Di questi temi se ne discuterà giovedì 26 settembre a Roma presso la sede di Unicredit in via del Corso nella tavola rotonda su Il ruolo della comunicazione nel successo politico, imprenditoriale, istituzionale: il gap dell’Azienda Italia, promosso dal Centrostudi Giornalismo e Comunicazione.

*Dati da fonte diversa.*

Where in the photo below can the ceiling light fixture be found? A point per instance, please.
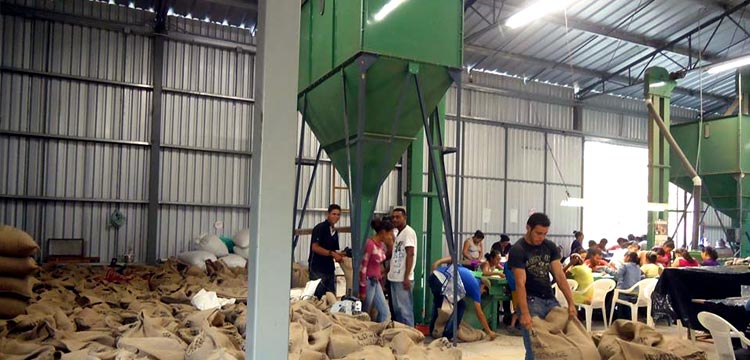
(729, 65)
(573, 202)
(536, 11)
(387, 9)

Il dibattito sarà aperto e coordinamento da Enrico Cogno, presidente del Comitato Scientifico del Centrostudi Giornalismo e Comunicazione. A lui seguirà il saluto di benvenuto e una breve riflessione del “padrone di casa”, Renato Vichi, Head of Media Relations, Group Identity and Communications of UniCredit Group. Il dibattito sarà animato dagli interventi di Marco de Amicis, Portavoce Autorità Garante per l’Infanzia e l’Adolescenza; Salvo Guglielmino, Portavoce del segretario generale e capo ufficio stampa Cisl; Valerio La Terza Albamonte Siciliano, Esperto di diritto e deontologia della comunicazione; Giancarlo Panico, docente dell’Università di Salerno e Delegato Editoria e Comunicazione di Ferpi; Marcella Cardini, Direttore generale Centro di Documentazione Giornalistica. A margine della tavola rotonda sarà presentato il Master in Communication Management del Centrostudi Giornalismo e Comunicazione.

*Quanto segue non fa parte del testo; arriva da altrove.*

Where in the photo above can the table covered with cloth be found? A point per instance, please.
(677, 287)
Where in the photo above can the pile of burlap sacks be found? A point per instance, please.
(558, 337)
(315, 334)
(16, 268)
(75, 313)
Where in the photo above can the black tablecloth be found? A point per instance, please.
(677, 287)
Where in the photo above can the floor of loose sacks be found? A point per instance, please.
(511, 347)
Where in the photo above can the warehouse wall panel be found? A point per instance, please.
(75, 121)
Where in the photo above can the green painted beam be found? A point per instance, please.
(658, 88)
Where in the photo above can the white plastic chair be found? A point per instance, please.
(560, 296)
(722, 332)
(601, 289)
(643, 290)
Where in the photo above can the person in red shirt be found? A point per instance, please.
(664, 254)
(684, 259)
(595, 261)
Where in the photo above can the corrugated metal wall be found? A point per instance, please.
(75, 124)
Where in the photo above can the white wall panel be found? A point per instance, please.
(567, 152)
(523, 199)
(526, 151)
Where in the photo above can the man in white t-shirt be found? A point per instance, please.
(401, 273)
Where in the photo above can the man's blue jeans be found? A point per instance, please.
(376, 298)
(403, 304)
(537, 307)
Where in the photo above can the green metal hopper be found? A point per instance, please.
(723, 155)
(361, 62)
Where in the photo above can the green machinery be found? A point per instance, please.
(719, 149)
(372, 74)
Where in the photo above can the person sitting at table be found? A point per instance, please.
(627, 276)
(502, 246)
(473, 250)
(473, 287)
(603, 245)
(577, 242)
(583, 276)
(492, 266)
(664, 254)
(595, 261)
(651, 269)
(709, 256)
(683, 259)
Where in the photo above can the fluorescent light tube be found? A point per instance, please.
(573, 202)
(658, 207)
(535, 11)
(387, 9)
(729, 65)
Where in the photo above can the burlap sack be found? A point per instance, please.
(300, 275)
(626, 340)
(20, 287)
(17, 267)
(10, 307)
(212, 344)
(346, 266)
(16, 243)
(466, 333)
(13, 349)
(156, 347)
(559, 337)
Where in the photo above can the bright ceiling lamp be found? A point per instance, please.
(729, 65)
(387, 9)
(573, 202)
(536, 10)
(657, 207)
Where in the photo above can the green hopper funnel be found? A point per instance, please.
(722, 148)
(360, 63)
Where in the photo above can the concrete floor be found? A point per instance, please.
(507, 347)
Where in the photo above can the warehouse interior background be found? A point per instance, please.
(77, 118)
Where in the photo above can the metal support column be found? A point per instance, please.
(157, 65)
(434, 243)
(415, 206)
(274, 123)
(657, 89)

Il Centrostudi Giornalismo e Comunicazione nasce nel 2010 con lo scopo di realizzare attività di formazione nel campo del giornalismo e della comunicazione. Le attività del Centrostudi, che nasce da un’idea di Enrico Cogno, sono dedicate a chi vuole aggiornarsi, specializzarsi, riqualificarsi o anche solo avvicinarsi a questi mondi. Siano essi curiosi, principianti o professionisti. L’offerta del Centrostudi Giornalismo e Comunicazione comprende percorsi formativi online, frontali e ‘su misura’ agili, specializzati, tecnologicamente avanzati, che si avvalgono di oltre 40 anni di conoscenza profonda di questi ambiti professionali e delle loro regole.

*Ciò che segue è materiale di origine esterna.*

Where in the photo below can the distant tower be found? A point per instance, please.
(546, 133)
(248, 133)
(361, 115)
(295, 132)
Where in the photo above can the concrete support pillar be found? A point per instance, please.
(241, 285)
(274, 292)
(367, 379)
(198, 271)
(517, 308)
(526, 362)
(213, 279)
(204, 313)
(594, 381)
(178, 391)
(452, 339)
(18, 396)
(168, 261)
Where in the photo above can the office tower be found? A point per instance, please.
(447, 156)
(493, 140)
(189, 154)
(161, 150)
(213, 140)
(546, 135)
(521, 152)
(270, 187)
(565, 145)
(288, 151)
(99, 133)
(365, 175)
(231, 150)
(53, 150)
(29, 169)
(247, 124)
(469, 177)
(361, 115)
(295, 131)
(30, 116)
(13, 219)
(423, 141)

Il Centrostudi Giornalismo e Comunicazione è la scuola del Centro di Documentazione Giornalistica, da oltre 45 anni leader nel settore della comunicazione e dell’informazione specializzata per comunicatori, giornalisti e professionisti delle relazioni pubbliche. E’ partner della Federazione della Stampa Italiana e dell’Ordine dei Giornalisti per il quale realizza i volumi e la piattaforma di e-learning per la preparazione all’esame da giornalista professionista.
La Faculty, sotto la guida di un Comitato tecnico e il coordinamento di un Comitato scientifico, è composta da accademici e professionisti di alto livello del mondo dell’editoria, della comunicazione in rete, del giornalismo, della comunicazione d’impresa, delle relazioni pubbliche, delle scienze manageriali.